Interfaces musicales innovantes
Ce sont les applications les plus originales, proposant des manières inédites de jouer et de composer. Elles sont souvent proposées par les entreprises les plus petites, qui sont moins soumises à des logiques industrielles et peuvent prendre d’avantage de risques en matière d’innovation. Difficile de s’y retrouver dans cette jungle de nouvelles applications musicales, allant de la fausse bonne idée périmée en cinq minutes au développement d’idées véritablement innovantes et prometteuses. Notre petite sélection :
Polychord est un n-ième assistant au jeu et à la composition. L’originalité de sa conception et sa facilité d’utilisation en ont cependant fait une référence dans ce domaine :
Et en guise de pause musicale, le Polychord en contexte, dans la fort jolie interprétation de Down in the Valley exécutée par ici par Alison Sudol et Omar Velasco :
Noise.io est un synthétiseur/mixeur proposant une interface assez déroutante, très psychédélique, fondée sur un principe de grille, permettant d’obtenir des résultats intéressants, ou en tous cas qui sortent de l’ordinaire d’un point de vue sonore.
Hexatone, du même développeur (Jordan Rudess) propose, lui aussi, une interface très déconcertante, fondée sur un réseau d’alvéoles jouant chacune une fonction dans le bouclage d’une séquence sonore. On "ouvre" ou on "ferme" ces alvéoles pour créer des circuits qui à leur tour créent des "patterns" rythmiques, au sein d’une interface très ludique, à défaut d’être limpide.
Pour finir
En guise de conclusion à cet article qui se veut tout sauf exhaustif, on remarquera après ce tour d’horizon que de nouvelles normes ergonomiques se mettent peu à peu en place au sein de cette nouvelle famille de lutherie électronique.
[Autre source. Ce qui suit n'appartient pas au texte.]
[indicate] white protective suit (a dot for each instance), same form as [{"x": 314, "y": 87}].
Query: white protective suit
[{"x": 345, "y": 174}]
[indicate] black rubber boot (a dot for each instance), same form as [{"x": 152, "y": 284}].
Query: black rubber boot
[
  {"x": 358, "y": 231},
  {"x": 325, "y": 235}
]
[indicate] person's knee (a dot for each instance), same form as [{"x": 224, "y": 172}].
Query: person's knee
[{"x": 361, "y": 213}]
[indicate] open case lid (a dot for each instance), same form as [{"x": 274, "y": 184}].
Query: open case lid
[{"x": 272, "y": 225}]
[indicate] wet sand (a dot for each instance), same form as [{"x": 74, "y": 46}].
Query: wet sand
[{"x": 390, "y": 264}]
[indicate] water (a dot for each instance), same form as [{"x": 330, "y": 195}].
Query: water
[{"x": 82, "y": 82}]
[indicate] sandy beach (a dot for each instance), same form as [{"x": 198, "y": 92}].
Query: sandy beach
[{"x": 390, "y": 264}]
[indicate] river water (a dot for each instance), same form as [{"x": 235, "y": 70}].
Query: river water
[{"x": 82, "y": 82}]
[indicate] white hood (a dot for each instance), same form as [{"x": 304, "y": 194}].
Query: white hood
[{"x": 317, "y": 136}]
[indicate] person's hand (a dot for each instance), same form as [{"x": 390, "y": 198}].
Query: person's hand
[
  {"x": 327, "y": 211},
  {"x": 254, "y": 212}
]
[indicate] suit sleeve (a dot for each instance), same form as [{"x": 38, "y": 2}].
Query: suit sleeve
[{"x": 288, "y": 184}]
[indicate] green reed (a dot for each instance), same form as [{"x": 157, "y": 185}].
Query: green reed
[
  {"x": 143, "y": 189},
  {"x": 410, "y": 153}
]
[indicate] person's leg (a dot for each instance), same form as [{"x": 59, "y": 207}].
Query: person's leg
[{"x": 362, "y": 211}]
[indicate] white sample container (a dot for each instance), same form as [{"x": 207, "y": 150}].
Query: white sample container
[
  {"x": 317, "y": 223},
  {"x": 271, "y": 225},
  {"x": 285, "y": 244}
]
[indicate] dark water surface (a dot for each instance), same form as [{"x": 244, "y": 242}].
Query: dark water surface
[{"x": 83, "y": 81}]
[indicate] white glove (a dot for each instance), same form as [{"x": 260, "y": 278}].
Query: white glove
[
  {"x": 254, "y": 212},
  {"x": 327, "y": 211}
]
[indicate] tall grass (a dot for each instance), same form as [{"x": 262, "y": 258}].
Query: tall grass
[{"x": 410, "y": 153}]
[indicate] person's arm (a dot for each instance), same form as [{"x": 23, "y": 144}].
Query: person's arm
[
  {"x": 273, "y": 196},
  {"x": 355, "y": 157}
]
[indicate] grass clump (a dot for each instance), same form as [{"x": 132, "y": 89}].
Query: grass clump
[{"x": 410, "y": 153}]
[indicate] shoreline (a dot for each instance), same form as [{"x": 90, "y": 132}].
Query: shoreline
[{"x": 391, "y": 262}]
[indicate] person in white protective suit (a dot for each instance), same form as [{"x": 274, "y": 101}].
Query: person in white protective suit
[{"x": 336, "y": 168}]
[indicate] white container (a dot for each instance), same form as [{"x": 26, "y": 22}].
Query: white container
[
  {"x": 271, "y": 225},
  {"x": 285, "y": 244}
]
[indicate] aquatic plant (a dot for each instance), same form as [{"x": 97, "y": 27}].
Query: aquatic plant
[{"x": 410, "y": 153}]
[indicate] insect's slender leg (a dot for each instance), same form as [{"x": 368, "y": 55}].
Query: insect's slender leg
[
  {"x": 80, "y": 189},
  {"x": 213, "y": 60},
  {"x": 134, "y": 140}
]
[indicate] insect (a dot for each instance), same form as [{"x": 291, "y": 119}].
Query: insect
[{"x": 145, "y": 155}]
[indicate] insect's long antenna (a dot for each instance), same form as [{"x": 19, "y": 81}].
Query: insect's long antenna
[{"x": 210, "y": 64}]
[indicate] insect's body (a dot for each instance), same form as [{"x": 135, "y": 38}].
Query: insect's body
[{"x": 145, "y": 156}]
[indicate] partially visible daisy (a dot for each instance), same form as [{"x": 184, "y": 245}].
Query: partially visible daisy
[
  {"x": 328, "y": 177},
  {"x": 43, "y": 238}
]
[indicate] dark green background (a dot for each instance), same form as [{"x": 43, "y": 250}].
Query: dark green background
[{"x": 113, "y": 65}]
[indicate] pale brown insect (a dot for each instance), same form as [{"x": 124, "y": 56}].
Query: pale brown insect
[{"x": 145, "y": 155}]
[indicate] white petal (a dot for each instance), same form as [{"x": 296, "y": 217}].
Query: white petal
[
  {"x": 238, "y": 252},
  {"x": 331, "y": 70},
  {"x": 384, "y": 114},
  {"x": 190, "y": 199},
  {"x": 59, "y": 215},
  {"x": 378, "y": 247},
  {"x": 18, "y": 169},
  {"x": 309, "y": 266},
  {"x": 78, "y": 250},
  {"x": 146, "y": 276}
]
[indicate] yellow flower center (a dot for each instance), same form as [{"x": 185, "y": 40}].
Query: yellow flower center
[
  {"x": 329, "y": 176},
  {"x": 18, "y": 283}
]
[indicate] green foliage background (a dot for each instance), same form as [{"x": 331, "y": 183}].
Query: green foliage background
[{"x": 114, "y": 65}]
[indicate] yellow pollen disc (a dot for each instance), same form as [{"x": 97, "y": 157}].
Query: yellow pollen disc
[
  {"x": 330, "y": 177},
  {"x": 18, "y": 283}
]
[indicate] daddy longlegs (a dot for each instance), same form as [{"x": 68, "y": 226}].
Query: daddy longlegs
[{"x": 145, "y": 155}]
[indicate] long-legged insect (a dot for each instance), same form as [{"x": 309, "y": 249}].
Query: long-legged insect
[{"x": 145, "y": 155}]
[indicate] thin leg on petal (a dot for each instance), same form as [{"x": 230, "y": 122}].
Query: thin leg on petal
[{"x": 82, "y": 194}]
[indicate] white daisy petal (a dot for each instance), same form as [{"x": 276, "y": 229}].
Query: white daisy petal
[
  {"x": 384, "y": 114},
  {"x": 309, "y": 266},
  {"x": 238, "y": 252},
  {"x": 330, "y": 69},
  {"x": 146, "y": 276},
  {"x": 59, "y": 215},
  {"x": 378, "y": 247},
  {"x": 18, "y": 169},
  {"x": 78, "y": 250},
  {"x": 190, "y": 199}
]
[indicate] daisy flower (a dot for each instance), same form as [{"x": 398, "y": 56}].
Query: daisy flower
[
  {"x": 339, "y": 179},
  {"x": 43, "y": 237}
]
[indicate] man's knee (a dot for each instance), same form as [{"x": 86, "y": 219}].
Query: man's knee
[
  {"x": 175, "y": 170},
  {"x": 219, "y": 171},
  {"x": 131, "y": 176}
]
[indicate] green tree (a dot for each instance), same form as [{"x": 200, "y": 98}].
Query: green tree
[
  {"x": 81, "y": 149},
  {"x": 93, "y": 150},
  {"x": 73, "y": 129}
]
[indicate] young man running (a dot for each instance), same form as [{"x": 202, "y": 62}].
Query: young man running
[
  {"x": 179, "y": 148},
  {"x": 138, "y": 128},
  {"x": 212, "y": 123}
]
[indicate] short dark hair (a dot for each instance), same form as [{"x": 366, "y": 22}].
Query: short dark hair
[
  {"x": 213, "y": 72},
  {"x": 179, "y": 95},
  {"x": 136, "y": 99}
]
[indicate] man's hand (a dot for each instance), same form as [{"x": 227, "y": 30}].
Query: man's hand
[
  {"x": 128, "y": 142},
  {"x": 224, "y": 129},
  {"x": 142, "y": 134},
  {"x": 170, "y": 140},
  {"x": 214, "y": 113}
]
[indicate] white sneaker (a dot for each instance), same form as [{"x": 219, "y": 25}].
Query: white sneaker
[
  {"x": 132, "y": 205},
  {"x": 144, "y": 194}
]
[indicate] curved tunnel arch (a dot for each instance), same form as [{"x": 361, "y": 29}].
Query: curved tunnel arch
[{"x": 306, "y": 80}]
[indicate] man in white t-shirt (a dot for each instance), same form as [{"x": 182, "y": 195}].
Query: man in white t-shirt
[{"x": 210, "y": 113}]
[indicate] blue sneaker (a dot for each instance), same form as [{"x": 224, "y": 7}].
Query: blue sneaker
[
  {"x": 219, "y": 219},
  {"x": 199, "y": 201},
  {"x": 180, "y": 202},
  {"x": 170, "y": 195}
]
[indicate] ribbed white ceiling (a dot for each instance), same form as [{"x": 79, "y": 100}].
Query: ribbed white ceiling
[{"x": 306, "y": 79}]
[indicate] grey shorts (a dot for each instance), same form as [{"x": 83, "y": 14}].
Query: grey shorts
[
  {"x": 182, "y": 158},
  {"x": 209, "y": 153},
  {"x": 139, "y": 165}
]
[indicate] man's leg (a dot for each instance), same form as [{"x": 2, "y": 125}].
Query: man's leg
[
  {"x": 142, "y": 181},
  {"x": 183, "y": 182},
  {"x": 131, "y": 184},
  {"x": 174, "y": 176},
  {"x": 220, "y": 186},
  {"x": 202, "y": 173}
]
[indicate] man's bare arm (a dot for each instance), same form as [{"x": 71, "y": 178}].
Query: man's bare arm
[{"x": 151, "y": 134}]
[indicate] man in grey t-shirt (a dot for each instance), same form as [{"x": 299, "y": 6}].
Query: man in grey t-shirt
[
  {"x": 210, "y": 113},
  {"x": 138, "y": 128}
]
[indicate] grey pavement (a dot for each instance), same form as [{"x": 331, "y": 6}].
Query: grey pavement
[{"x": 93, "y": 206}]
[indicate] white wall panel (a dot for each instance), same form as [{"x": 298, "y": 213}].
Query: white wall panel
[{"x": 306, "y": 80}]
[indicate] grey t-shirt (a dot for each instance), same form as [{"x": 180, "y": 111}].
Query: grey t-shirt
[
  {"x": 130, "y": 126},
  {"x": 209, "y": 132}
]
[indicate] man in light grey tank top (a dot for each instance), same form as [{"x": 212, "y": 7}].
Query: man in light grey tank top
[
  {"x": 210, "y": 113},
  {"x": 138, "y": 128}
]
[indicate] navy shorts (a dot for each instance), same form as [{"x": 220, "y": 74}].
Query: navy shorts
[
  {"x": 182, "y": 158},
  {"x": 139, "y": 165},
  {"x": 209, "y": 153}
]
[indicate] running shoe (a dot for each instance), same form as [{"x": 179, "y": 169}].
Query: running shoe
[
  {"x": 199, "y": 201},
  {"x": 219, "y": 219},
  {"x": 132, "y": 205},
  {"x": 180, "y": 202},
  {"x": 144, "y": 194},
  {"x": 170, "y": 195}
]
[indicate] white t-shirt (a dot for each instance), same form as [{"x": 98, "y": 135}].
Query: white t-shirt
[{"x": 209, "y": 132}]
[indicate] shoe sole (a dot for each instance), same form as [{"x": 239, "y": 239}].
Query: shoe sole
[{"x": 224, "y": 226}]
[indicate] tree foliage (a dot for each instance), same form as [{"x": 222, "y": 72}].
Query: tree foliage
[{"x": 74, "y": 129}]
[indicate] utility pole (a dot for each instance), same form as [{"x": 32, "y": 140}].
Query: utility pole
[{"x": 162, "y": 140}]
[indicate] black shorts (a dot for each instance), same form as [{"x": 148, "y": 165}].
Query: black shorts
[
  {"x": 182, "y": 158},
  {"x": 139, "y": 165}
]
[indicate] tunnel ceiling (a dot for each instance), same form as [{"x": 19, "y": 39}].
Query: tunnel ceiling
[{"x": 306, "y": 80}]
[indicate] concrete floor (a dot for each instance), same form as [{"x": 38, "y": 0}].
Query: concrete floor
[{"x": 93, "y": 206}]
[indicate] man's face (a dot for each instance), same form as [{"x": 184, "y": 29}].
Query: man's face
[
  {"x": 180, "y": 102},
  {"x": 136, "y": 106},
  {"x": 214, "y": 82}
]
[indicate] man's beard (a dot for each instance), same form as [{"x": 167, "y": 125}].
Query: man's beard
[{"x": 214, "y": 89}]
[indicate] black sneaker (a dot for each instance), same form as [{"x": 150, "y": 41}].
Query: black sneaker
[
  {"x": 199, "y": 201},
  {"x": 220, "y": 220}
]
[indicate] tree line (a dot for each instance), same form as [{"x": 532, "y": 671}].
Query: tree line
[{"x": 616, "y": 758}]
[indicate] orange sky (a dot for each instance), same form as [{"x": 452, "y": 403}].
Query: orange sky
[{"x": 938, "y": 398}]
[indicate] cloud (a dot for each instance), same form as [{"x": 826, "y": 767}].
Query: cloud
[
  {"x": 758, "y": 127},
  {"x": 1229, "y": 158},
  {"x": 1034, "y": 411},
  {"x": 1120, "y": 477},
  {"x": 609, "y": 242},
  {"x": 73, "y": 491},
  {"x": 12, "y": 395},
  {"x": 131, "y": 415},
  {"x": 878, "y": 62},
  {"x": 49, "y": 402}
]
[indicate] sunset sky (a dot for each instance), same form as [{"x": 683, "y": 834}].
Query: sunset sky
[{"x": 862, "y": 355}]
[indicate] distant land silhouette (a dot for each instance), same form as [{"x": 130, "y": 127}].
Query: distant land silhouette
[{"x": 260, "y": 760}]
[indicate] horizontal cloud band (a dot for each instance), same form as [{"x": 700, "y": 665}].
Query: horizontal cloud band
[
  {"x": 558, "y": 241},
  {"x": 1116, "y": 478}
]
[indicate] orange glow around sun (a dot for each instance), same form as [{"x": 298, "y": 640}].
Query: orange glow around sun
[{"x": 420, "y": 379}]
Tiraillés entre une logique industrielle tournée vers le grand public et des développements "à risque" lancés par de petites entreprises souvent issues de la recherche musicale, les développeurs d’applications musicales mobiles tracent les jalons d’une nouvelle syntaxe gestuelle et tentent d’inventer de nouveaux principes de jeu et de composition.
Dernière vague en date de démocratisation des moyens techniques mis à la disposition des musiciens, les touch technologies présentent, comme toute technologie industrielle, un panel très varié d’initiatives et d’innovations, allant du simple portage de logiciel pré-existant sur mobiles à des conceptions totalement originales, incorporant souvent des années de réflexion des laboratoires de recherche sur le rapport homme/machine, en passant par toute une série de logiciels gadgets, d’avantage conçus comme source éphémère d’amusement.
Comme cela avait déjà été le cas lors de l’apparition des logiciels musicaux sur ordinateur personnel, cette nouvelle lutherie est souvent très orientée esthétiquement. Par un aller-retour permanent entre contraintes techniques et tendances culturelles, le terme générique de "musique électronique" se réduit souvent à l’un de ses champs spécifiques, la techno. Née avec le MIDI, et ayant tiré toutes ses caractéristiques esthétiques d’orientations techniques bien précises (le bouclage, qui permet d’automatiser la structure d’un morceau; la quantification, permettant de "nettoyer" un jeu instrumental; la synthèse FM, qui a donné à la techno ses sons percussifs et profonds, particulièrement efficaces sur un dance floor), la techno constitue le style idéal pour réussir une démo technologique. Il en va tout autrement pour d’autres types de musique, demandant des technologies moins binaires, plus organiques, et sur tablettes comme sur ordinateur, il reste difficile de trouver des propositions techniques pérennes concernant ces genres musicaux non linéaires, non cycliques, et souvent non tonaux.
L’histoire jugera au final de l’intérêt esthétique créé par ce type d’instruments. Une chose est sûre, en tous cas : le panel de propositions est vaste et reste un territoire encore largement vierge, dont l’exploration reste passionnante et prometteuse.